HP Security Bulletin - HP Integrated Lights-Out iLO3 and iLO4 using Single-Sign-On (SSO), Remote Unauthorized Access (HPSBHF02885)
HPSBHF02885 rev.2 - HP Integrated Lights-Out iLO3 and iLO4 using Single-Sign-On
(SSO), Remote Unauthorized Access
NOTICE: The information in this Security Bulletin should be acted upon as soon as
Release Date: 2013-06-11
Last Updated: 2013-06-17
Potential Security Impact: Remote unauthorized access
Source: Hewlett-Packard Company, HP Software Security Response Team

A potential security vulnerability has been identified with HP Integrated Lights-Out
iLO3 and iLO4 using Single-Sign-On (SSO). The vulnerability could be remotely
exploited resulting in unauthorized access.

References: CVE-2013-2338 (SSRT101180)
SUPPORTED SOFTWARE VERSIONS*: ONLY impacted versions are listed.
HP Integrated Lights-Out 3 (iLO3) firmware versions prior to v1.57. 
HP Integrated Lights-Out 4 (iLO4) firmware versions prior to v1.22.

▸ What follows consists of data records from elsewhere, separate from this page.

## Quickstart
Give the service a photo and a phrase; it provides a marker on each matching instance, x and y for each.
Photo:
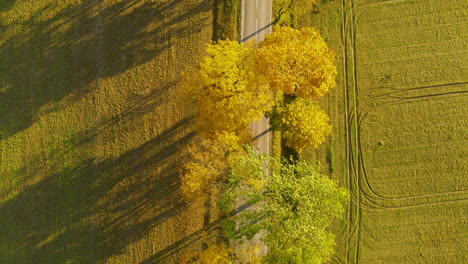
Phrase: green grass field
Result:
(401, 132)
(90, 129)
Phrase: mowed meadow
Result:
(400, 137)
(90, 130)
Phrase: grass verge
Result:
(226, 15)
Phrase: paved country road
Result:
(255, 23)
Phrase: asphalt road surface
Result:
(256, 22)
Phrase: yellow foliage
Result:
(303, 124)
(208, 160)
(227, 91)
(297, 62)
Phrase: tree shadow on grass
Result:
(93, 211)
(62, 57)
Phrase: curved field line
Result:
(348, 180)
(363, 196)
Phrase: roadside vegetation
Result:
(226, 15)
(236, 84)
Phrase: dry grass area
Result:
(400, 140)
(90, 130)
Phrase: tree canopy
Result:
(302, 122)
(297, 62)
(295, 205)
(227, 90)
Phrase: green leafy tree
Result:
(295, 206)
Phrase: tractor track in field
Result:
(363, 195)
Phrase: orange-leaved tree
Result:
(226, 90)
(297, 62)
(303, 124)
(209, 158)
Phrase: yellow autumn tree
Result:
(208, 159)
(302, 123)
(227, 92)
(297, 62)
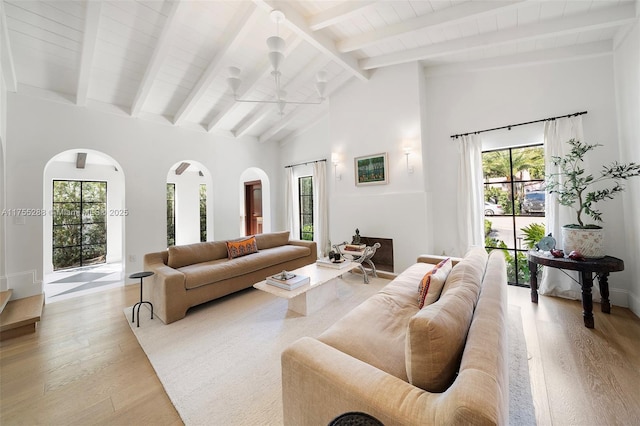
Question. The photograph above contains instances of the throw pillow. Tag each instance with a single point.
(432, 283)
(242, 247)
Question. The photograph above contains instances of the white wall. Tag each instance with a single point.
(627, 77)
(471, 101)
(37, 130)
(380, 115)
(3, 138)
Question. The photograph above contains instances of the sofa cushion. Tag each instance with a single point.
(223, 269)
(436, 335)
(273, 239)
(374, 332)
(432, 283)
(190, 254)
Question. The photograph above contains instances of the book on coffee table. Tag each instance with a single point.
(289, 282)
(328, 263)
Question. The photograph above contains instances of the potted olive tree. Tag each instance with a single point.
(574, 188)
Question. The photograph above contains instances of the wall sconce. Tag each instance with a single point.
(407, 151)
(335, 159)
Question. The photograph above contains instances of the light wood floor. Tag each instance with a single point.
(84, 366)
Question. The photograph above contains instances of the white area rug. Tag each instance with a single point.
(221, 364)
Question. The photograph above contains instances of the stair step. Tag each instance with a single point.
(4, 298)
(20, 316)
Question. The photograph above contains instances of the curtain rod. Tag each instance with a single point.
(519, 124)
(304, 164)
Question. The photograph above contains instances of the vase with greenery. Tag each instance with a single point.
(581, 191)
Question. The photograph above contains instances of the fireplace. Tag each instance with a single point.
(383, 259)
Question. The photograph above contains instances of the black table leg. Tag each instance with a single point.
(533, 281)
(603, 281)
(586, 282)
(139, 305)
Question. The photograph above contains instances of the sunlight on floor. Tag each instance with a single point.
(61, 285)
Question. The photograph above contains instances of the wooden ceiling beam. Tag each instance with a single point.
(334, 85)
(302, 78)
(599, 19)
(252, 82)
(298, 24)
(241, 26)
(81, 160)
(182, 167)
(463, 12)
(91, 25)
(339, 13)
(160, 53)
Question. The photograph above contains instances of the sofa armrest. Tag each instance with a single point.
(167, 284)
(320, 382)
(309, 244)
(434, 259)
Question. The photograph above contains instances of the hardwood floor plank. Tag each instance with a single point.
(83, 365)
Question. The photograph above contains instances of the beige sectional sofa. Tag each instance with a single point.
(186, 276)
(444, 364)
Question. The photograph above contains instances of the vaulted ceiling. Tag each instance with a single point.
(169, 61)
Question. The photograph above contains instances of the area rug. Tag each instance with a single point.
(221, 364)
(521, 411)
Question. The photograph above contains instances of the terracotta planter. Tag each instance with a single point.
(589, 242)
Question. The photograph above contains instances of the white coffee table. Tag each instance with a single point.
(310, 297)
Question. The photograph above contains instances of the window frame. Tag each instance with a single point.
(59, 210)
(519, 254)
(302, 213)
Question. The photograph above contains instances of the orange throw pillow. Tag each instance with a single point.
(432, 283)
(242, 247)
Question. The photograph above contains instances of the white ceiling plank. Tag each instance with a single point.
(92, 22)
(239, 28)
(253, 82)
(566, 53)
(296, 22)
(339, 13)
(157, 58)
(612, 17)
(302, 77)
(465, 12)
(6, 56)
(336, 84)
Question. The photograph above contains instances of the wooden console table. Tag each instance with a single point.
(601, 267)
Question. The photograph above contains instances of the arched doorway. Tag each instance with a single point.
(255, 202)
(189, 203)
(83, 228)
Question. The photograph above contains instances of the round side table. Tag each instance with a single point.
(140, 275)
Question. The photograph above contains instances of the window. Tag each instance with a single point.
(203, 212)
(305, 191)
(79, 223)
(514, 205)
(171, 214)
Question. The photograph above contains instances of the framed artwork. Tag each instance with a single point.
(372, 170)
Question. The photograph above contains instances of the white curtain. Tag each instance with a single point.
(321, 206)
(288, 201)
(554, 281)
(470, 194)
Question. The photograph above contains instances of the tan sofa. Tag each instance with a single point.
(373, 359)
(186, 276)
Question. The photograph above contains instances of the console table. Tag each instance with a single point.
(601, 267)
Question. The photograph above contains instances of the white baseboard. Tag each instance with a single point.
(24, 284)
(634, 303)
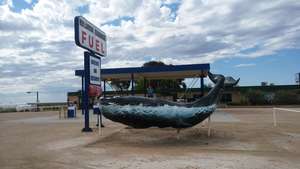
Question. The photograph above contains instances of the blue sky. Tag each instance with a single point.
(254, 40)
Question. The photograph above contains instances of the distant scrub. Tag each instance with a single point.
(5, 110)
(257, 97)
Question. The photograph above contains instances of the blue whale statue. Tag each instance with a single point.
(143, 112)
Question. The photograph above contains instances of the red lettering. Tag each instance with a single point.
(97, 45)
(102, 48)
(91, 41)
(83, 37)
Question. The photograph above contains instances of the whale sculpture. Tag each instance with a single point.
(143, 112)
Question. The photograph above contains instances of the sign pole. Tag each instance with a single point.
(86, 92)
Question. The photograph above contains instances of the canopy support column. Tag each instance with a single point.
(132, 84)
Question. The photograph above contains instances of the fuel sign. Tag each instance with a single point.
(89, 37)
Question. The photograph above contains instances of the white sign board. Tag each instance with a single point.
(90, 37)
(95, 67)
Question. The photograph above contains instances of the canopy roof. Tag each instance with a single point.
(156, 72)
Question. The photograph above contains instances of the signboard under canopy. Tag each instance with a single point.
(89, 37)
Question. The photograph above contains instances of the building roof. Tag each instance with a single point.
(156, 72)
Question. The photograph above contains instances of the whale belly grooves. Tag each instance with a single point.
(139, 116)
(143, 112)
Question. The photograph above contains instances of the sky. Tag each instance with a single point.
(256, 40)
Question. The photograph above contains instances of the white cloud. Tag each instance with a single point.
(245, 65)
(38, 42)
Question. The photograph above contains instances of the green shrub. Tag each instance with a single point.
(256, 97)
(286, 97)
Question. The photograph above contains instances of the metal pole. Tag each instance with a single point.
(132, 85)
(104, 88)
(208, 132)
(145, 87)
(86, 89)
(202, 86)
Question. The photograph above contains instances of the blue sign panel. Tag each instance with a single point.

For a PGP signed version of this security bulletin please write to:

CVSS 2.0 Base Metrics

Reference; Base Vector; Base Score
CVE-2013-2338; (AV:N/AC:M/Au:N/C:C/I:C/A:C); 9.3

Information on CVSS is documented in HP Customer Notice: HPSN-2008-002
HP has made the following Firmware updates available to resolve the vulnerability.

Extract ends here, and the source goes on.